Madison Square Garden Corp., owner of the Washington Diplomats for the last two years, has decided to sell the team, it was learned last night.

And, according to informed sources, ysteve Danzansky, president of the team and a minority owner, is trying to assemble a group to buy the team and keep it in Washington, where it has operated for seven seasons.

If Danzansky is unsuccessful, and if another buyer cannot be found, Madison Square Garden is likely to turn over its certificate of ownership to the league.

League owners tried to stave off a Garden decision to sell last month, when they voted in favor of a schedule change that Garden Chairman Sonny Werblin has advocated for two seasons.

But in the end, sources said, the team's losses -- more than $5 million snce the team was purchased from San Juan Racing Inc. in October 1978 -- led the Garden to its decision to get out. The late Joe Danzansky, Steve's father, was a member of the board of directors of San Juan Racing Inc.

Danzansky will have a difficult time putting together a group by Nov. 14, when league owners meet in Chicago and the Garden is expected to announce its decision to leave the North American Soccer League.

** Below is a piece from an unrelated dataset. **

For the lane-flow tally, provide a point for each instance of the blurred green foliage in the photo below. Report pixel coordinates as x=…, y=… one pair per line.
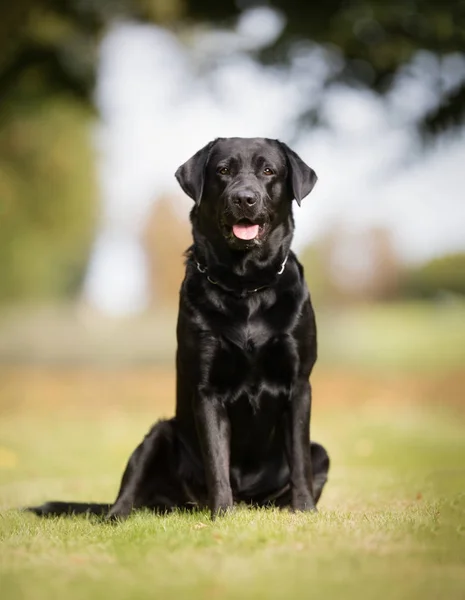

Shortly after the league meetings, a 1981 schedule will be issued and to complete the schedule, the league must know whether Washington will be operating a franchise.That limits the time Danzansky or any other buyer has to put together a package.

Danzansky refused to comment yesterday on the situation, saying only, "I have nothing to say about Madison Square Garden's intentions. They have put up their bond (to operate the team next season) and I'm still hopeful that the Dipomats will be playing in RFK Stadium next season."

Neither Werblin nor Jack Krumpe, Garden executive vice president who has pushed for sale of the team, would return phone calls yesterday.

During Madison Square Garden's ownership, the Dips made huge strides in terms of credibility and acceptance in the Washington area. Attendance increased from an average of 11,000 fans per game in 1978 to 19,205 this past season.

One of the major reasons for the team's growth was the Garden's willingness to invest in name players, most notably Johan Cruyff. But even though such players as Cruyff gave the Dips credibility, they also increased the team's operating costs.

In their seven-year history, the Dips, who are touring the Far East, have made the playoffs four times, but have never advanced past the first round.

"The Garden has decided that this team is no longer a good investment," one source said. "Sonny Werblin wouldn't mind taking that kind of loss if the team was in New York where he could truly get enjoyment out of it. But he can't move it to New York because the Cosmos would demand such a huge indemnity fee. So he's getting out."

One thing that apparently frustrated Werblin was the league's unsettled labor situation, which, among other things, prevented him from negotiating a 1981 contract with the team's most important player, Cruyff.

As their October meeting in Toronto, league owners discussed the possibility of folding or merging several franchises so a Washington decision to drop out would not be a shock. But Commissioner Phil Woosnam said recently that he considers Washington one of the three most important cities in the league and he can be expected to try to help Danzansky keep the Diplomats in RFK Stadium.